Caching module-to-module tokens
In theory these don't really change very frequently, so caching them makes sense.
Considerations
- Currently the requestId is included in these tokens, so if we want to pursue this optimization, it will be at the cost of that. I think it's only there for convenience - it's unclear if anyone is actually using this information or not.
- Should the cache be shared / synchronized between nodes in the OKAPI cluster?
- Is it necessary to provide a mechanism for manually purging and/or pruning the cache?
- Must these tokens be tenant-specific, or can the same token be used by multiple tenants?
Challenges
- Figuring out where to put this in OKAPI is a little tricky, but clearly doing it in OKAPI would give us the maximum benefit as it would mean skipping the call to mod-authtoken altogether, saving network time as well.
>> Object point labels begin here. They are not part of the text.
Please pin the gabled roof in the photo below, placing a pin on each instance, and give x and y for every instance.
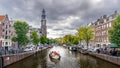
(2, 17)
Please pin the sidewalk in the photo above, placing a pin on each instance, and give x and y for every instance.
(112, 59)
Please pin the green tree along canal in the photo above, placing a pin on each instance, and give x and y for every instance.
(68, 60)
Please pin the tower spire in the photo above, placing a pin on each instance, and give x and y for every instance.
(43, 23)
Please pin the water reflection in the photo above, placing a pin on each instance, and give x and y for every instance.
(68, 60)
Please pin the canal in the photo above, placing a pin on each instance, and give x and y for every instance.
(68, 60)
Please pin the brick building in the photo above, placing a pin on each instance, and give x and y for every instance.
(101, 28)
(6, 31)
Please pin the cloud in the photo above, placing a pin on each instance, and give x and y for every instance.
(63, 16)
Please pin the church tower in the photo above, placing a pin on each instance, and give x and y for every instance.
(43, 23)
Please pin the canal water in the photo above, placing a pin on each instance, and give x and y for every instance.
(68, 60)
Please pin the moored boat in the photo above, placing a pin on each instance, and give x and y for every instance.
(54, 55)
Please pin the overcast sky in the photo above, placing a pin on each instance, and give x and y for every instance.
(63, 16)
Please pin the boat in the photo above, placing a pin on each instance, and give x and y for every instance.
(54, 56)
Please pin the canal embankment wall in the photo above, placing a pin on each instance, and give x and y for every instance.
(6, 60)
(112, 59)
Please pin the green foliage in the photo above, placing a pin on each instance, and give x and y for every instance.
(70, 39)
(35, 38)
(114, 32)
(21, 29)
(14, 39)
(43, 39)
(86, 34)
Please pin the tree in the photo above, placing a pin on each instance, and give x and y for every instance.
(70, 39)
(80, 34)
(21, 29)
(86, 33)
(35, 38)
(114, 32)
(43, 39)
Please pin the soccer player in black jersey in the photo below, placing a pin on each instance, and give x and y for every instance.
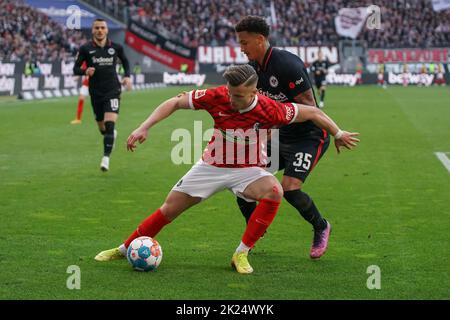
(319, 68)
(283, 77)
(101, 56)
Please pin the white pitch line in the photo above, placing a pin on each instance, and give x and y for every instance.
(442, 156)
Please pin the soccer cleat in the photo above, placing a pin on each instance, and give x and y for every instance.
(104, 166)
(320, 242)
(108, 255)
(240, 263)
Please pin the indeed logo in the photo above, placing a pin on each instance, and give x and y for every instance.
(103, 61)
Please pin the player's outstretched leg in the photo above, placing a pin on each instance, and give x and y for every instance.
(108, 143)
(270, 193)
(307, 208)
(246, 208)
(77, 119)
(322, 98)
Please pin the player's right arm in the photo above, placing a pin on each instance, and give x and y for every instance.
(163, 111)
(322, 120)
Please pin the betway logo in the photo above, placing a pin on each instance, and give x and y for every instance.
(344, 78)
(103, 61)
(278, 97)
(182, 78)
(426, 79)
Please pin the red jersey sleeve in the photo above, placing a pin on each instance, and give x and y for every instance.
(283, 113)
(202, 99)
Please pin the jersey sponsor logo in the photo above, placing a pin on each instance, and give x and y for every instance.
(278, 97)
(299, 81)
(103, 61)
(289, 112)
(199, 93)
(273, 81)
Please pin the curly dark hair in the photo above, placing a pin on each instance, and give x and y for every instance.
(253, 24)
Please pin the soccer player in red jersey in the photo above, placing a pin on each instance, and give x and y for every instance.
(235, 107)
(84, 92)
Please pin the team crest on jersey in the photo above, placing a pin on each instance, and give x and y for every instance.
(200, 93)
(273, 81)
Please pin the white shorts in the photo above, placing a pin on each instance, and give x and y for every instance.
(84, 91)
(203, 180)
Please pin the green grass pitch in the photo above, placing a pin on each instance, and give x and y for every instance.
(388, 202)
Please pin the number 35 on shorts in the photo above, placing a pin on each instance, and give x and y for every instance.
(114, 104)
(302, 162)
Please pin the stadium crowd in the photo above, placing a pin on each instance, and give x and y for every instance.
(26, 33)
(411, 23)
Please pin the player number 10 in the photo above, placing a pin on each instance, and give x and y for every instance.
(303, 160)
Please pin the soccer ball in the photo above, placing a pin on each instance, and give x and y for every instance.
(144, 254)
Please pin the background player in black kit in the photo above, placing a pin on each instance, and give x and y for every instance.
(320, 70)
(101, 57)
(283, 77)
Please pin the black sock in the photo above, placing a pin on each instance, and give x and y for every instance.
(108, 138)
(306, 207)
(246, 208)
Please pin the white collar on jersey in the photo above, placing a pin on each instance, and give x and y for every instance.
(251, 106)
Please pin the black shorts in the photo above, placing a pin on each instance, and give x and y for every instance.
(102, 105)
(299, 159)
(321, 81)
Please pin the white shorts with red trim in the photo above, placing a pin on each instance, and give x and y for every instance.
(203, 180)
- For my PoC I settled on checking for a cached token when determining the set of API calls needed, and populating the cache when handling the auth response. ##TODO: provide reference to PoC branch
Theoretical Benefits
- Performance gains would not be seen immediately, as the cache would need to warm up before we could benefit from saving on calls to mod-authtoken
- Once the cache is warmed, the time savings here would potentially be enormous.
- Example:
Current (from baseline measurements):
POST circulation/check-out-by-barcode?testId=co_test02_7 # of auth calls: 33 Total request time: 384.93 ms Total time on calls to mod-authtoken: 198.59 ms (51.59%) Total auth module time: 159.00 ms (80.06%) Total autn network time: 39.59 ms (19.94%) # Stats for initial auth call (used to calculate theoretical below) Auth Request Time: 5.92 ms Auth Module Time: 5.00 ms (84.46%) Auth Network Time: 0.92 ms (15.54%)
Theoretical
POST circulation/check-out-by-barcode?testId=co_test02_7 # of auth calls: 1 Total request time: 192.26 ms Total time on calls to mod-authtoken: 5.92 ms (3.08%) Total auth module time: 5.00 ms (84.46%) Total autn network time: 0.92 ms (15.54%)
The 1 auth call here is the original users call for check-out-by-barcode. The rest of the auth calls are module-to-module. Those tokens could be obtained from cache, preventing the need to call mod-authtoken at all.
PoC Implementation Notes
During implementation of this PoC, I realized that mod-authtoken's plays a bigger role than initially expected. More specifically, it sets X-Okapi-User-Id and X-Okapi-Permissions headers which are then relayed onto the proxy calls made by OKAPI to the actual module. This means that these values need to also be cached along with the token, and when using a cached, token they need to be set since the call to mod-authtoken would be skipped. It also means that cache entries are now user-specific. In order to keep the system responsive to changes in user status (active/not-active, permissions granted/revoked, etc.) the cache entries must have a relatively short TTL.
After a few iterations we settled on the following:
Cache keys are compound; comprised of 4 parts: <Method>|<PathPattern (or 'Path' if not defined)>|<X-Okapi-User-Id>|<X-Okapi-Token>
Cache values include: the X-Okapi-Token mod-authtoken would have returned, as well as the values of X-Okapi-User-Id and X-Okapi-Permissions which mod-authtoken would have set.
Actual Benefits
A PoC was evaluated by the Performance Task Force (PFT). That effort was tracked in PERF-113. In a test which simulated 8 concurrent users, the benefits seen during check-in/check-out were as follows:
Existing Okapi (v3.1.2) and mod-authtoken (v2.5.1)
Average Check in time: 1.024 sec
Average Check out time: 1.812 sec
POC Okapi and mod-authtoken
Average Check in time: 0.729 sec
Average Check out time: 1.364 sec
% Differences:
Check in: 41% better in POC version
Check out: 33% better in POC version
mod-authtoken CPU utilization is 4 times better with caching. See attached screenshot and Excel file for more details
Next Steps
- Port the token cache PoC to Okapi 4 -
- Add metrics for tracking cache events (hits/misses/etc.) -
- Re-test with this version of the PoC
- Create stories (OKAPI/MODAT) for the implementation of this optimization -
- Sort out other implementation details - See Considerations above.